The Grupo Santander bid for Abbey National Plc is just the latest in which Brunswick is PR adviser to both sides.
A few months ago, a similar thing happened when Celltech, a long-time Brunswick client, got a bid from Belgian firm UCB. The Belgians asked who was good, Celltech recommended Brunswick and it got the deal.
It happens quite a lot, apparently. Glaxo and SmithKline Beecham was another.
But surely it is a dangerous game. The Brunswick line is that the Abbey and Santander teams are separate so there is no conflict of interest. Lawyers or investment banks could make the same argument when they find themselves working for both bidder and target – as happened with the Philip Green and Marks & Spencer affair. Lawyers and investment banks aren’t allowed to though, so why should PR agencies get away with it?

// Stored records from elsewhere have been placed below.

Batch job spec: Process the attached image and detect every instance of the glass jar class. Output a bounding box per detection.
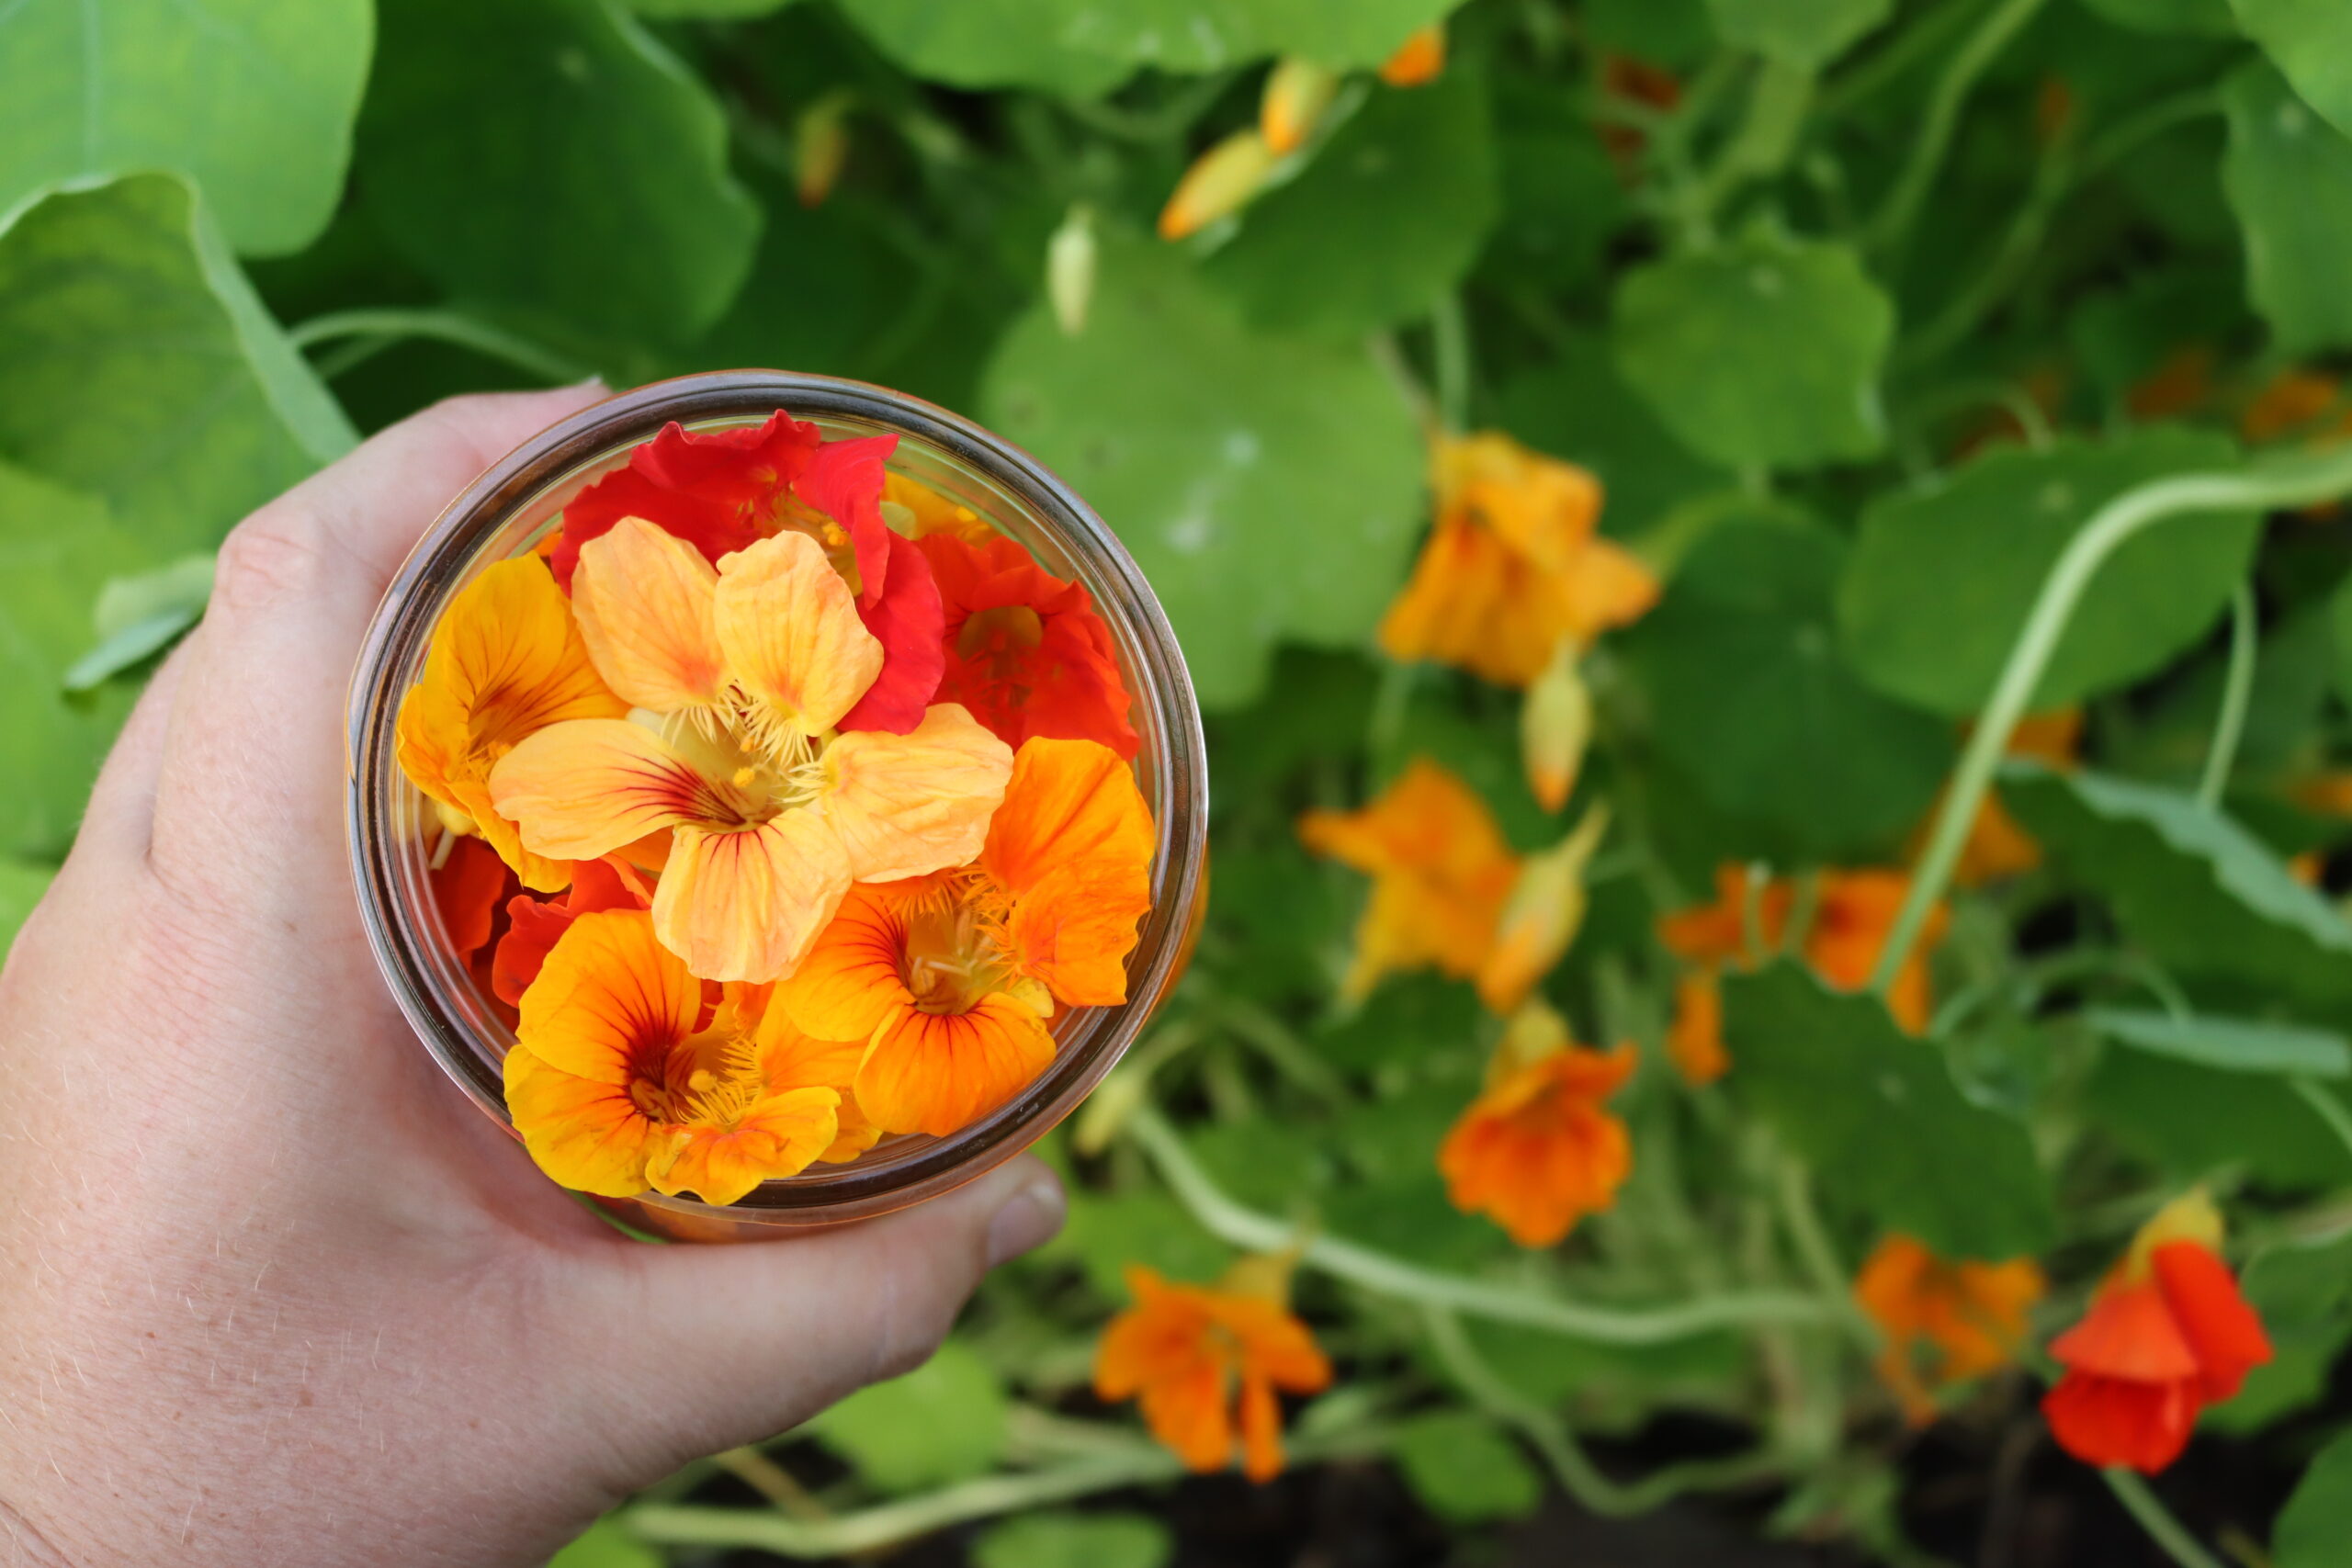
[345,371,1207,1239]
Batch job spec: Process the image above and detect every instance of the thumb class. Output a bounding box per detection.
[565,1156,1066,1469]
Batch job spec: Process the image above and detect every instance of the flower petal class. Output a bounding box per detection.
[514,908,699,1085]
[1008,861,1150,1007]
[2152,1242,2273,1403]
[794,434,898,609]
[712,530,884,738]
[432,835,511,959]
[2049,1279,2200,1382]
[646,1085,842,1204]
[491,717,721,861]
[652,811,853,983]
[920,533,1138,757]
[839,532,946,735]
[491,856,653,1007]
[822,704,1013,882]
[2042,1371,2198,1474]
[854,992,1057,1136]
[982,736,1155,897]
[503,1043,664,1199]
[571,517,728,714]
[775,882,912,1044]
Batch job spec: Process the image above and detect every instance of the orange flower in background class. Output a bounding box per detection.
[1378,24,1446,86]
[1159,129,1276,241]
[1379,432,1657,688]
[1439,1001,1635,1247]
[1658,864,1948,1040]
[2242,368,2351,446]
[1658,863,1790,969]
[395,558,628,893]
[2044,1191,2272,1474]
[1666,972,1727,1086]
[1297,758,1519,1002]
[503,910,844,1203]
[1597,54,1681,167]
[489,518,1011,983]
[917,532,1138,759]
[1933,707,2081,886]
[2125,344,2215,423]
[781,738,1154,1136]
[1855,1235,2045,1425]
[492,854,652,1006]
[1094,1262,1332,1480]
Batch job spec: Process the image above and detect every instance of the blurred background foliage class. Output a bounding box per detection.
[10,0,2352,1563]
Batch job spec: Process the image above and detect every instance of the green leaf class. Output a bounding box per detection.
[546,1517,659,1568]
[808,1339,1009,1494]
[829,0,1132,94]
[2086,1049,2352,1188]
[1618,515,1953,862]
[62,554,215,694]
[628,0,798,14]
[2086,1009,2352,1077]
[1612,229,1894,473]
[0,462,152,859]
[2222,61,2352,355]
[1702,0,1890,67]
[1479,84,1626,296]
[0,175,353,547]
[2273,1428,2352,1568]
[2231,0,2352,139]
[2333,570,2352,704]
[1043,1189,1231,1299]
[0,0,372,256]
[1722,966,2056,1259]
[2209,1229,2352,1431]
[1058,1,1458,72]
[981,231,1422,708]
[971,1511,1172,1568]
[1586,0,1716,68]
[0,858,55,960]
[1837,430,2261,716]
[358,0,761,347]
[1205,75,1498,339]
[1393,1411,1542,1524]
[2087,0,2239,35]
[2003,764,2352,1009]
[1496,333,1730,542]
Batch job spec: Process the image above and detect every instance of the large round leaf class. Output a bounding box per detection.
[982,234,1422,709]
[1059,0,1459,72]
[2087,0,2238,34]
[831,0,1131,94]
[2232,0,2352,139]
[2276,1431,2352,1568]
[1612,230,1894,473]
[0,0,371,257]
[1497,335,1728,541]
[1619,515,1952,860]
[1204,75,1498,339]
[358,0,760,348]
[2222,61,2352,355]
[1702,0,1890,67]
[1837,429,2259,716]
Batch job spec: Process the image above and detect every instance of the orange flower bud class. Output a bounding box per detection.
[1521,637,1592,813]
[1159,129,1277,241]
[795,93,853,209]
[1260,58,1340,154]
[1378,23,1445,87]
[1476,802,1609,1015]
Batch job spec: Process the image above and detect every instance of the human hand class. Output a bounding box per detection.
[0,388,1066,1568]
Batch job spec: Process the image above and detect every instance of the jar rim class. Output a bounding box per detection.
[345,370,1208,1226]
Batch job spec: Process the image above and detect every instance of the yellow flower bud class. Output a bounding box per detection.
[795,92,853,208]
[1046,203,1097,337]
[1260,58,1340,155]
[1521,637,1593,813]
[1476,801,1611,1014]
[1159,129,1277,241]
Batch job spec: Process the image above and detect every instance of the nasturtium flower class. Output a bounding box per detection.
[1159,129,1277,241]
[1260,58,1339,154]
[1942,709,2081,887]
[503,909,845,1203]
[433,835,514,962]
[1666,971,1727,1087]
[780,737,1155,1136]
[490,518,1012,984]
[492,854,652,1006]
[2043,1191,2272,1475]
[1378,23,1446,86]
[396,558,629,892]
[1378,432,1658,689]
[1093,1260,1332,1481]
[1854,1235,2044,1425]
[1439,1000,1634,1247]
[882,471,995,546]
[553,413,945,735]
[1297,758,1519,1004]
[917,531,1139,759]
[1476,802,1609,1015]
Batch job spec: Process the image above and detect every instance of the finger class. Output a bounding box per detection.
[569,1157,1067,1469]
[147,386,605,899]
[67,636,190,858]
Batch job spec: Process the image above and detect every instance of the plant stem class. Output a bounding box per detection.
[286,307,592,385]
[2103,1470,2227,1568]
[2199,584,2258,812]
[1128,1106,1837,1344]
[1777,1162,1880,1353]
[1815,0,1984,120]
[1423,1306,1781,1516]
[1214,995,1352,1105]
[713,1448,829,1521]
[1871,447,2352,996]
[2290,1076,2352,1164]
[1864,0,2048,254]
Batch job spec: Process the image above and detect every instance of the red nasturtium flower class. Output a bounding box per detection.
[433,835,514,961]
[1297,758,1520,1003]
[1379,432,1657,689]
[778,738,1154,1136]
[1094,1260,1332,1480]
[492,854,652,1006]
[1854,1235,2045,1425]
[551,413,945,734]
[2043,1191,2272,1475]
[488,518,1012,983]
[1439,1000,1635,1247]
[916,531,1139,759]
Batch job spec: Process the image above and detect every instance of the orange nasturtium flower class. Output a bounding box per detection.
[1159,129,1277,241]
[487,518,1012,984]
[503,910,854,1203]
[779,737,1154,1136]
[1439,1000,1635,1247]
[916,531,1139,759]
[1939,708,2081,886]
[1297,758,1519,1003]
[492,854,652,1006]
[1094,1261,1332,1480]
[1378,23,1446,86]
[1666,971,1727,1086]
[395,558,628,892]
[2043,1191,2273,1475]
[1379,432,1658,689]
[1854,1235,2045,1425]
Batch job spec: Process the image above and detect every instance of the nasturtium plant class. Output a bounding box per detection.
[2232,0,2352,139]
[2222,62,2352,356]
[809,1340,1010,1494]
[2089,0,2239,36]
[1391,1411,1542,1525]
[1702,0,1889,68]
[830,0,1134,95]
[971,1512,1172,1568]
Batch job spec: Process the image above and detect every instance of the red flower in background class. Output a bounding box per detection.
[549,412,944,734]
[917,532,1137,758]
[492,856,654,1006]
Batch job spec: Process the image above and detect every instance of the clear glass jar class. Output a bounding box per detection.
[345,372,1207,1239]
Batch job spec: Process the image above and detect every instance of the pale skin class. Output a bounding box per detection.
[0,386,1067,1566]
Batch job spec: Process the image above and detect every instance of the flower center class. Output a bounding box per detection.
[956,604,1046,682]
[900,899,1011,1016]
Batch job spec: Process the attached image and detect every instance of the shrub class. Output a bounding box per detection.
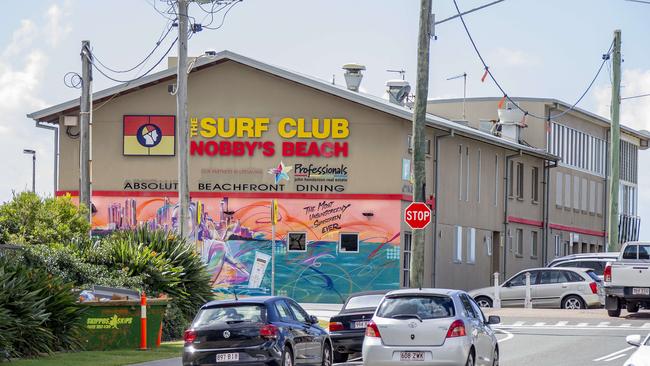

The answer lies in the quality of the relationship. The lawyer or the investment bank is much deeper into an organisation than the PR firm. It is also likely to be involved in negotiation where detailed knowledge of the other side would give one party considerable advantage. That is not what the PR firm does. In a contested battle, it rubbishes the opposition, but in a supposedly friendly transaction it is all about making sure both sides sing from the same hymn sheet.
The risk is of another offer. If the Abbey bid turns into an auction, Brunswick may have to resign Santander – although it and all the other advisers would likely make far more money working for one in a battle than they possibly could working for two on an agreed deal.